Just Circles
thyfirmnessdrawsmyCIRCLESJUSTandmakesmeendwhereibegun

Spring Cleaning

February 14, 2003
My mother is my favorite Valentine; she called today and we both confessed that to each other. She's such a good mama!

Quite the Friday I had today.

I've discovered the CDR drive on Vicky's computer and now the mission is to burn CDs that have been scratched or lost. Like Lauryn Hill's MissEducation. I've bought that CD twice, and it gets "lost" every time; it's the curse she puts on any white consumer, I think.

What's the difference between me and you? About five bank accounts, three ounces and two vehicles.

I'm leaving tomorrow morning at 4:00am, and six hours later I'll be in North Carolina. Joshie, who used to walk half a mile in any weather to walk me to his apartment our Freshman year, is picking me up from the airport. That has charactarized our friendship ever since - his determination to never let me walk alone - and I'm dizzy with delight at hanging out with him, and Nate, and Rob, and Zach.

My corruptors.

My guardian angels.

My gurus.

This is the crowd that gets the best of me. The people who see the rolly-polly drunk-full-of-giggles Michaela. Part of me would love to be a part of a commune with all these people.

If I hadn't lived for six months in a defunct commune when I was eight years old I might actually consider it, but there's nothing sadder than a commune that doesn't commune anymore, know what I mean?

The last time I went home to party at a wedding (Joshie's wedding) I was so hungry for the love that it made me hurt.
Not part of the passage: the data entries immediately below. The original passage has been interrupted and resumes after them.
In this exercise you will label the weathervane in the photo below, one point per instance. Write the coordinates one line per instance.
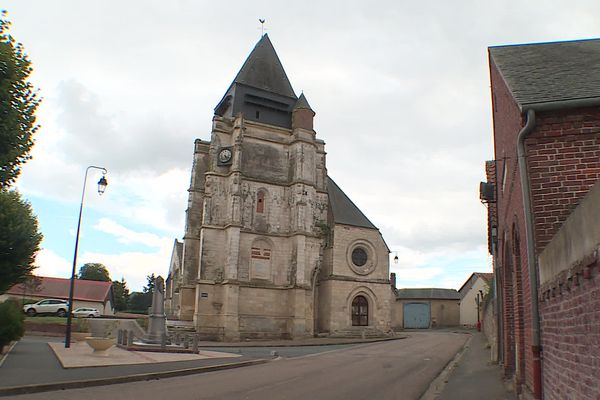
(262, 26)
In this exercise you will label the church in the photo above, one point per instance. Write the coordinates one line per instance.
(273, 248)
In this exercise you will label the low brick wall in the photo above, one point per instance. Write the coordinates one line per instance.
(45, 329)
(570, 305)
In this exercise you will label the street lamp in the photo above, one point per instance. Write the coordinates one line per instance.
(102, 183)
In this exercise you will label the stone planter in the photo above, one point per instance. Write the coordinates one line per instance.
(80, 336)
(100, 345)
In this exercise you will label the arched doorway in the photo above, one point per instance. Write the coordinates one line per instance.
(360, 311)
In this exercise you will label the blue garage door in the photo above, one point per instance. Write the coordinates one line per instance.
(416, 315)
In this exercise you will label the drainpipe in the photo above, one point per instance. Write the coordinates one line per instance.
(531, 258)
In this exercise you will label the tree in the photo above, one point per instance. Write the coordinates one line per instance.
(18, 104)
(121, 293)
(149, 288)
(141, 301)
(19, 239)
(94, 272)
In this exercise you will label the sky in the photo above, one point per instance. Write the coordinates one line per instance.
(400, 90)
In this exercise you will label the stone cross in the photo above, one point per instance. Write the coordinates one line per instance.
(157, 320)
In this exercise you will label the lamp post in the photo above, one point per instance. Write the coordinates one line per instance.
(102, 183)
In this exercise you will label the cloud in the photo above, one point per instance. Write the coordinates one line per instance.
(127, 236)
(401, 93)
(49, 263)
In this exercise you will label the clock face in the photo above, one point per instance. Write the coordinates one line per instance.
(224, 155)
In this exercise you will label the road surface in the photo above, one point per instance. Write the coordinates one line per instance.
(398, 369)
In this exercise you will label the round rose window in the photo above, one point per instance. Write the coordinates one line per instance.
(359, 256)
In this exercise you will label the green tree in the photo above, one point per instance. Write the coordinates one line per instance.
(121, 293)
(18, 104)
(19, 239)
(12, 325)
(141, 301)
(94, 272)
(149, 288)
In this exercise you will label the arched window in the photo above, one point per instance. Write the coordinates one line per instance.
(260, 202)
(360, 311)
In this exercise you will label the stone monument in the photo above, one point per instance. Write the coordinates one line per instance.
(157, 320)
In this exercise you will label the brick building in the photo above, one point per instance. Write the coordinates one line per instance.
(273, 248)
(546, 120)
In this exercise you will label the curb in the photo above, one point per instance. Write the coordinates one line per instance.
(437, 385)
(292, 344)
(47, 387)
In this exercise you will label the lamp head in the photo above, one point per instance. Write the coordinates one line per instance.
(102, 184)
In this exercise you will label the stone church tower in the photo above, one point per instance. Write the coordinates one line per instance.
(273, 248)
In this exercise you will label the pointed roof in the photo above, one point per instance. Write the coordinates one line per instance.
(302, 103)
(58, 288)
(263, 70)
(344, 211)
(550, 74)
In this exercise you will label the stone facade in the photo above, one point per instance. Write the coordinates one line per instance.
(272, 247)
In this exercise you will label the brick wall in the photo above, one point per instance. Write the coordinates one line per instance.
(517, 356)
(570, 304)
(563, 154)
(571, 341)
(564, 163)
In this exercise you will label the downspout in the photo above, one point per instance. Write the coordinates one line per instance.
(531, 258)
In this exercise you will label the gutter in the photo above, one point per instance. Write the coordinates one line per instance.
(532, 266)
(531, 258)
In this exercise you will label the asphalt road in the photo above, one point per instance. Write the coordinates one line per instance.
(399, 369)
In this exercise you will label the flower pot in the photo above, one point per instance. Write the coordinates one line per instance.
(79, 336)
(100, 345)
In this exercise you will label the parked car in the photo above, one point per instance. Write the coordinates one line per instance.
(86, 312)
(47, 306)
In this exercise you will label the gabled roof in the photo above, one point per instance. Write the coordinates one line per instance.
(428, 293)
(263, 70)
(485, 276)
(344, 211)
(541, 75)
(58, 288)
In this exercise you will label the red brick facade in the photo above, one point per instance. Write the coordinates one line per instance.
(512, 251)
(571, 339)
(563, 156)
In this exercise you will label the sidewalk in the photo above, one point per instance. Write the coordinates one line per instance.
(474, 377)
(38, 363)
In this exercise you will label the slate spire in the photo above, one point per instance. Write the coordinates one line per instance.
(263, 70)
(302, 103)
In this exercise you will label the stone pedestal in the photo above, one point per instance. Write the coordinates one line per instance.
(157, 320)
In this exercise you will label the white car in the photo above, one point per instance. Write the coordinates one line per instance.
(86, 312)
(47, 306)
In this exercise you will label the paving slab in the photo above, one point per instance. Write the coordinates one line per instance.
(81, 355)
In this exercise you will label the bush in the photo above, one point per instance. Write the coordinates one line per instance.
(12, 325)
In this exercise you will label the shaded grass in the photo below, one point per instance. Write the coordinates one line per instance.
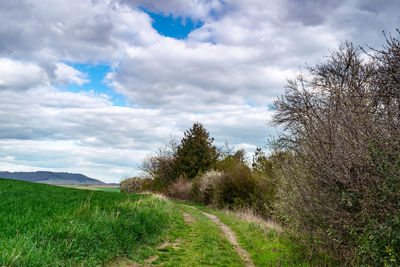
(44, 225)
(198, 244)
(268, 247)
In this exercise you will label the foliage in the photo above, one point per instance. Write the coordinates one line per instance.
(341, 170)
(136, 185)
(161, 167)
(180, 189)
(196, 152)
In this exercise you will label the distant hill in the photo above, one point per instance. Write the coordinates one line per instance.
(54, 178)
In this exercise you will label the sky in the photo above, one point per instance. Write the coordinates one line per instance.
(94, 86)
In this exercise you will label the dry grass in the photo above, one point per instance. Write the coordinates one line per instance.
(249, 216)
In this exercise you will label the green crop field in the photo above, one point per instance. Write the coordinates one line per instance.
(44, 225)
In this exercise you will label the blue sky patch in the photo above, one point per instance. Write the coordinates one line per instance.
(96, 74)
(171, 26)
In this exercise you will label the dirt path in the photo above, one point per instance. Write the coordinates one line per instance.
(231, 236)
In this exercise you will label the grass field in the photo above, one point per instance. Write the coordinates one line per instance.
(94, 187)
(44, 225)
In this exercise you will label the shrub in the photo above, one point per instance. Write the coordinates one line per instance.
(136, 185)
(180, 189)
(341, 177)
(204, 187)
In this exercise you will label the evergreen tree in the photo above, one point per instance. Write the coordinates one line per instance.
(196, 153)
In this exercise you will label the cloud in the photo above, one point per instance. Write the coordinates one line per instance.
(20, 75)
(68, 75)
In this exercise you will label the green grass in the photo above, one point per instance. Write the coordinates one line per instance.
(106, 189)
(266, 246)
(44, 225)
(198, 244)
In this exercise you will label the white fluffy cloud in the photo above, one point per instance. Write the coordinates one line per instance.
(223, 74)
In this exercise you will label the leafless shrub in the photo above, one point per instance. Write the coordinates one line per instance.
(342, 138)
(136, 185)
(180, 189)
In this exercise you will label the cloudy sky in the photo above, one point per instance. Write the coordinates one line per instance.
(93, 86)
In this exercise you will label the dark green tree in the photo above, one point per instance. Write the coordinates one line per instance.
(196, 153)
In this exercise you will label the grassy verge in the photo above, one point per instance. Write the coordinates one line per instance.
(266, 245)
(43, 225)
(199, 243)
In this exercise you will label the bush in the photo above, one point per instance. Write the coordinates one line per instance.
(180, 189)
(136, 185)
(204, 187)
(340, 181)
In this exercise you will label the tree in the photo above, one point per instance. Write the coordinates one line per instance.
(341, 121)
(161, 167)
(196, 152)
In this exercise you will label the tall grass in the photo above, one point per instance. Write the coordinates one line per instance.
(43, 225)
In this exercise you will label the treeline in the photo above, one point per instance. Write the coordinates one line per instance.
(195, 170)
(332, 176)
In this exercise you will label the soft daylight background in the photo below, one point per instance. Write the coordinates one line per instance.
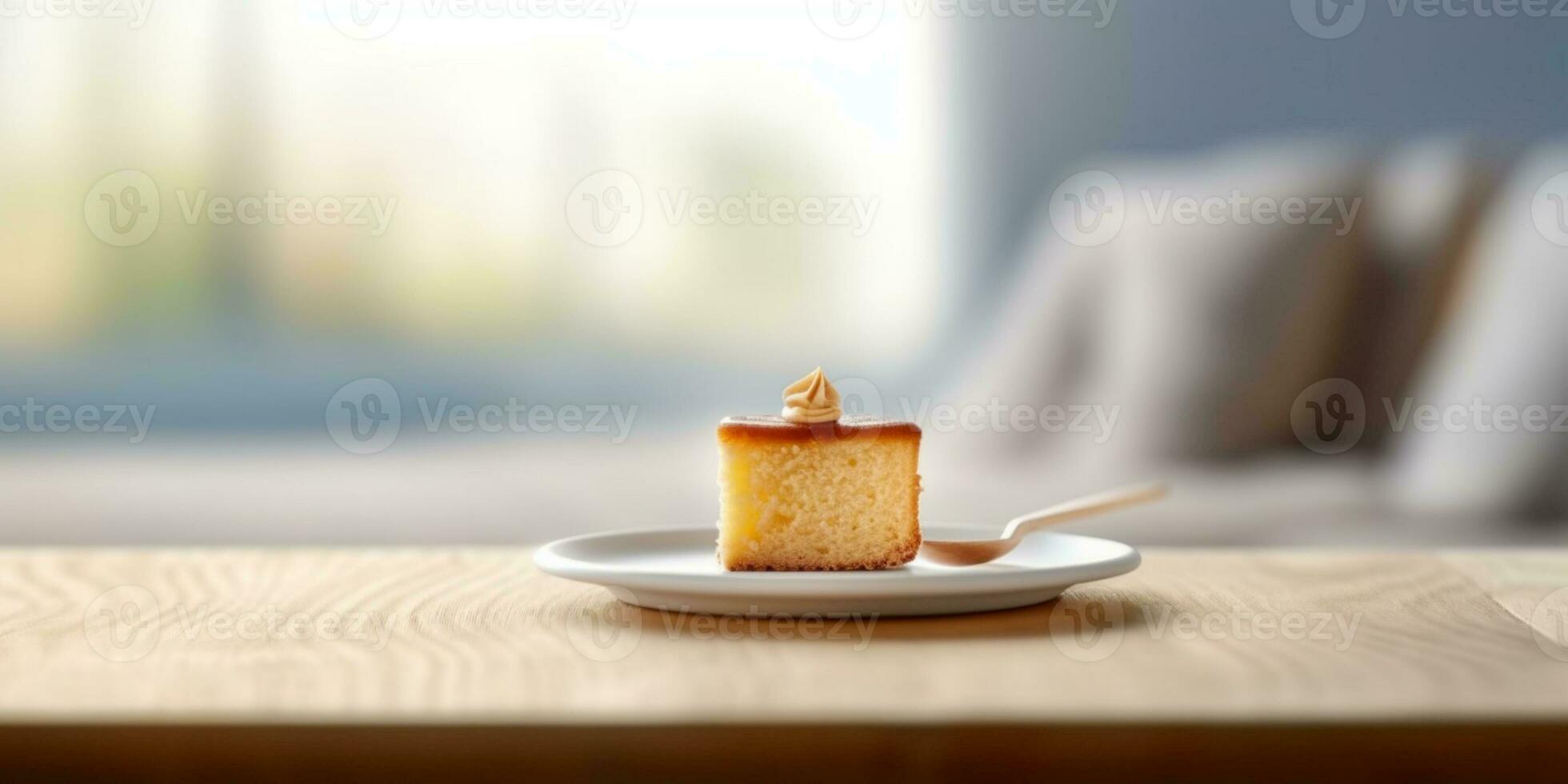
(946, 286)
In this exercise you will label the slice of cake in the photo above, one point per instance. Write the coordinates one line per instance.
(811, 490)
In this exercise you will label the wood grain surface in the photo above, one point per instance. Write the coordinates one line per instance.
(101, 645)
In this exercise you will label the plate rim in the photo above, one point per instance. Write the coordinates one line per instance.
(826, 584)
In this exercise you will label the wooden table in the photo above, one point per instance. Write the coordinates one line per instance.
(223, 666)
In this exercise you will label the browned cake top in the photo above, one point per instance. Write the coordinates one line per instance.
(783, 430)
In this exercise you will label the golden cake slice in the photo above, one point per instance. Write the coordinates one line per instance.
(834, 493)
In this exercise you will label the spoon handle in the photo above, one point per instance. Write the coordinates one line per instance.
(1082, 507)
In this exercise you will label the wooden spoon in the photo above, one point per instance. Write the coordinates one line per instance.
(982, 550)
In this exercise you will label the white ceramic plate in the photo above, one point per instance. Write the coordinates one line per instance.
(676, 570)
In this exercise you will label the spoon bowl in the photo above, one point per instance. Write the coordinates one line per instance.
(983, 550)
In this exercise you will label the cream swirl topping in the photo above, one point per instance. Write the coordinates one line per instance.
(811, 400)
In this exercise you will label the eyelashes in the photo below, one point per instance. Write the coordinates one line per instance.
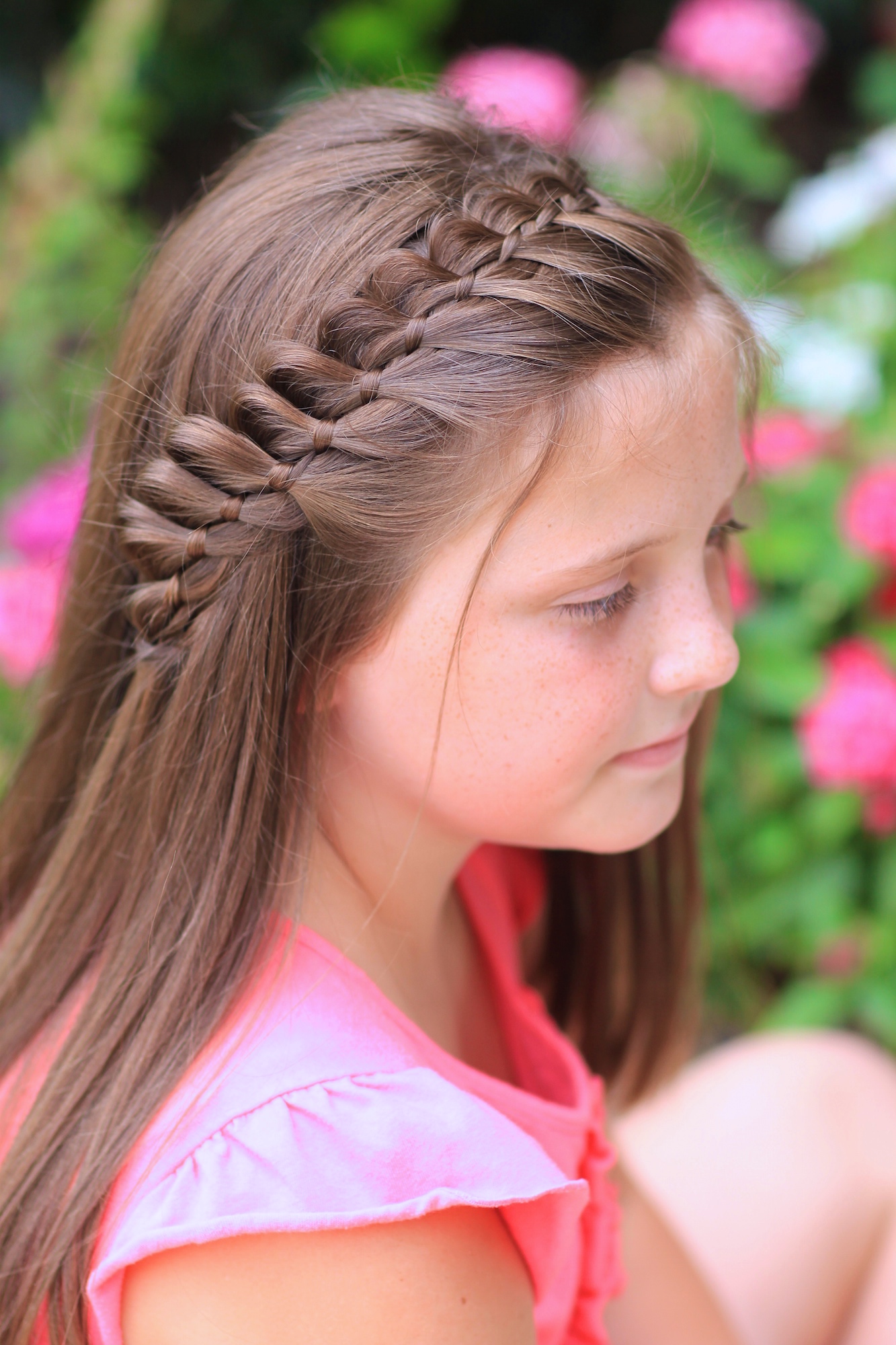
(602, 609)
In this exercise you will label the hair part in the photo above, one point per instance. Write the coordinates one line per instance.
(299, 408)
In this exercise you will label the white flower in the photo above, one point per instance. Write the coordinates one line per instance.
(823, 371)
(840, 204)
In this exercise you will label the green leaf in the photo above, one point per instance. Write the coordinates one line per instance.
(874, 1008)
(739, 147)
(791, 919)
(810, 1003)
(874, 91)
(884, 882)
(829, 818)
(772, 847)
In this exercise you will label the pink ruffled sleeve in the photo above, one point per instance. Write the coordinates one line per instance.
(360, 1149)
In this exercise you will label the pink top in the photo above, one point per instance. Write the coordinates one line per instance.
(321, 1105)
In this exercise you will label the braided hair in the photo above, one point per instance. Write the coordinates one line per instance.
(314, 387)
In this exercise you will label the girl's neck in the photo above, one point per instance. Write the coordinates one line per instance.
(382, 892)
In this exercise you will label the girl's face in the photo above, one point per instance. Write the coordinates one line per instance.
(600, 622)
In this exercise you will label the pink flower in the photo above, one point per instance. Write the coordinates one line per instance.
(532, 92)
(760, 50)
(784, 440)
(42, 520)
(40, 524)
(29, 603)
(849, 734)
(879, 814)
(869, 512)
(740, 586)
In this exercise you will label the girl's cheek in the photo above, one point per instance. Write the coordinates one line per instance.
(559, 691)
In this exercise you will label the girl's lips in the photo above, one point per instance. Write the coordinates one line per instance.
(655, 754)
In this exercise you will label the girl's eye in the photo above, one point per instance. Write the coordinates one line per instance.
(719, 533)
(602, 609)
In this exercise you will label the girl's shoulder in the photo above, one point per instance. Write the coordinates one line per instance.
(319, 1106)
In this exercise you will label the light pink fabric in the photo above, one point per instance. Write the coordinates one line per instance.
(322, 1106)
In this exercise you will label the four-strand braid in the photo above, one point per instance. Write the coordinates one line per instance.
(220, 494)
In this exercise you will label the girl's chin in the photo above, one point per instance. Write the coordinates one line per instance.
(642, 821)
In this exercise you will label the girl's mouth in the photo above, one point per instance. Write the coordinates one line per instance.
(655, 755)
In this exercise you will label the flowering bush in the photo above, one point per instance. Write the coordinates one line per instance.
(869, 513)
(40, 527)
(760, 50)
(783, 440)
(849, 732)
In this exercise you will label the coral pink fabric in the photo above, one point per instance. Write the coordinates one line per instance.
(322, 1106)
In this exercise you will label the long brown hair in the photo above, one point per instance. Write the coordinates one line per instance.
(300, 406)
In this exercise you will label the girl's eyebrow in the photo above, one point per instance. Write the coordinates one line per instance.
(604, 560)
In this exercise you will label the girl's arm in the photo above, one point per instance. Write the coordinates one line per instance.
(444, 1280)
(666, 1303)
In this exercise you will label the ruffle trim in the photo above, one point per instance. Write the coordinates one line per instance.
(356, 1151)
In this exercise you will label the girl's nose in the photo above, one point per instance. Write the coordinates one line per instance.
(698, 652)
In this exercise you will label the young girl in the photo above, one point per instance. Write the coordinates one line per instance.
(364, 797)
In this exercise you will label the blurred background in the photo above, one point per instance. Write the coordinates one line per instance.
(766, 130)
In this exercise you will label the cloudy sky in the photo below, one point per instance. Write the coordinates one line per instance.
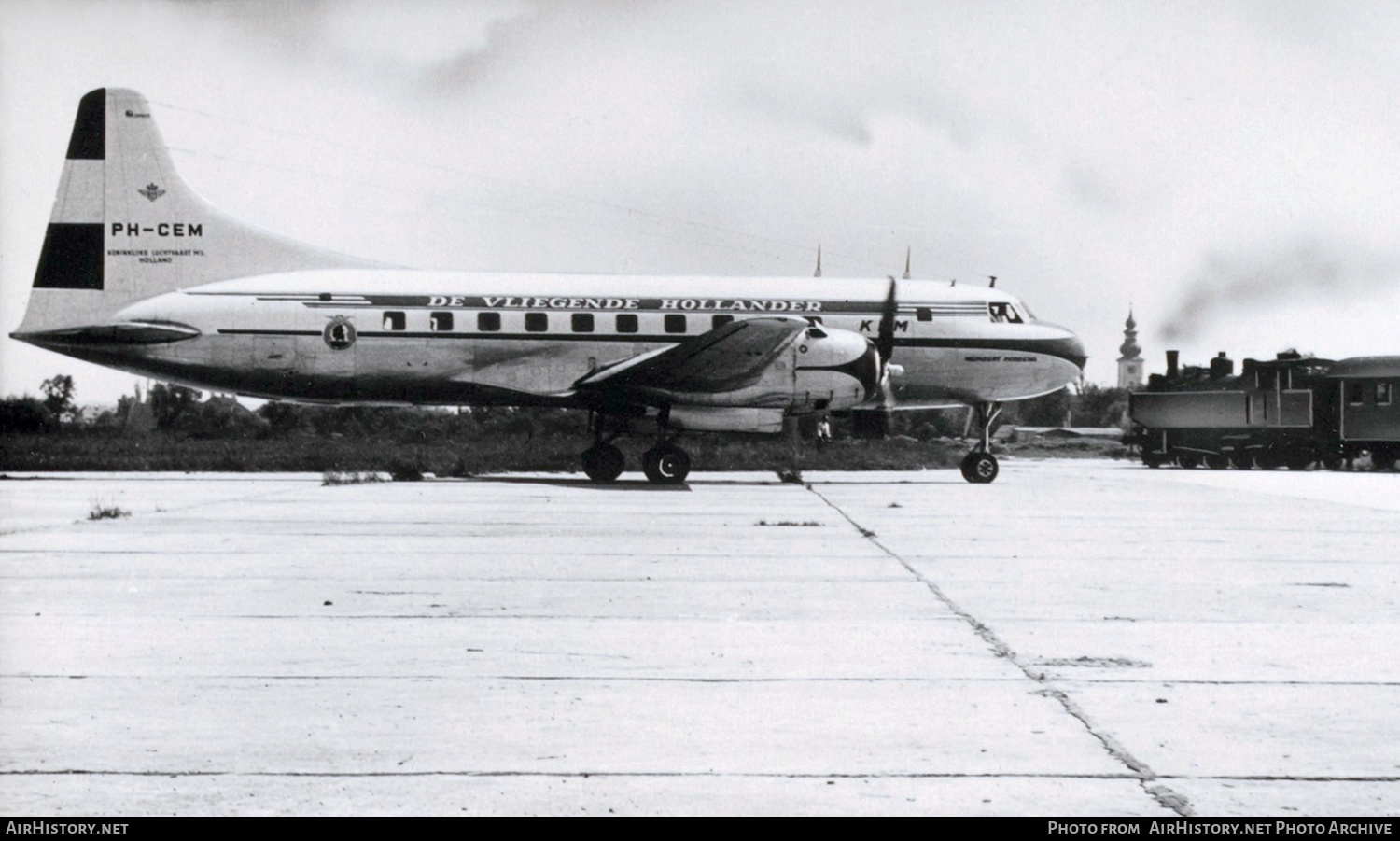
(1228, 170)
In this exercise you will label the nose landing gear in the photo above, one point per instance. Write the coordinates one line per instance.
(980, 466)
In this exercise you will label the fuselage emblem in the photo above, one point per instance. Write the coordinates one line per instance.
(339, 333)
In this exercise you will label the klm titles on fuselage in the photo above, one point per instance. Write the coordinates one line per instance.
(560, 302)
(159, 230)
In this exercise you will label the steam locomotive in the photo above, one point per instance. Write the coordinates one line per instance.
(1291, 412)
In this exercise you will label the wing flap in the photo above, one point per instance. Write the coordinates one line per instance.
(721, 360)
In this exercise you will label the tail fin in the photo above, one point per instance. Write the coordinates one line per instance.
(125, 227)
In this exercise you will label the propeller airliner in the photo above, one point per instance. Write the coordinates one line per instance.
(140, 274)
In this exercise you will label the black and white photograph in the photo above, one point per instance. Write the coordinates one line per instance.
(599, 408)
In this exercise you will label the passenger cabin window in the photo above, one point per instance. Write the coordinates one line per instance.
(1001, 313)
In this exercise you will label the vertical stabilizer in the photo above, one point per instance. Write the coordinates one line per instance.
(125, 227)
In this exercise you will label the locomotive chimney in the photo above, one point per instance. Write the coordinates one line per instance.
(1223, 366)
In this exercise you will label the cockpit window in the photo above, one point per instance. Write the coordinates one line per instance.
(1002, 313)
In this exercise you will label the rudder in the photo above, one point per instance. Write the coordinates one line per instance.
(125, 227)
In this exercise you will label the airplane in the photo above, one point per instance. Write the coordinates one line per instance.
(142, 274)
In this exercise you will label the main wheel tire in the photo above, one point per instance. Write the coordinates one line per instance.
(980, 468)
(665, 465)
(602, 462)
I didn't want to go, sort of, just so I wouldn't have to come back. I thought it would hurt more on the return. I thought going would be a set-back in my development away from home. That was in October and I'm glad to report that I'm not nervous about this visit.

Yearning for the comfort.

Looking forward to the rejuvination with which I'll return.

Tonight is the last night where I allow this murky brain to soak up my thoughts. Tonight I go to sleep and put aside this wintery hybernation of intentional and purposeful living. I have to do this every year.

Spring Clean my mind.

I become so used to sitting on my ass.

I've stopped abusing myself for being lazy, though, because I'm only lazy in spurts. Then I get a good ass-kicking and I move a little farther ahead.

I'll kiss the babies goodnight tonight, and I'll begin my vacation. When March is here I'll be rested and ready for functional, meaningful, forward-driven living.

Every year around this time I start living weekend-to-weekend and neglecting my day-to-day. No "woe is me" will come of it, but a dissatisfaction nonetheless, and so I'm puting it here so I can re-read this and remember.

This is the final entry until Tuesday.

I hope you all will enjoy the rest from my droning, and that when I return you'll all make me feel missed.

One thing you may look forward to are photographs.

I bought a digital camera today.

This little thing is precious, and I'm rather fulfilled with it in my life, now.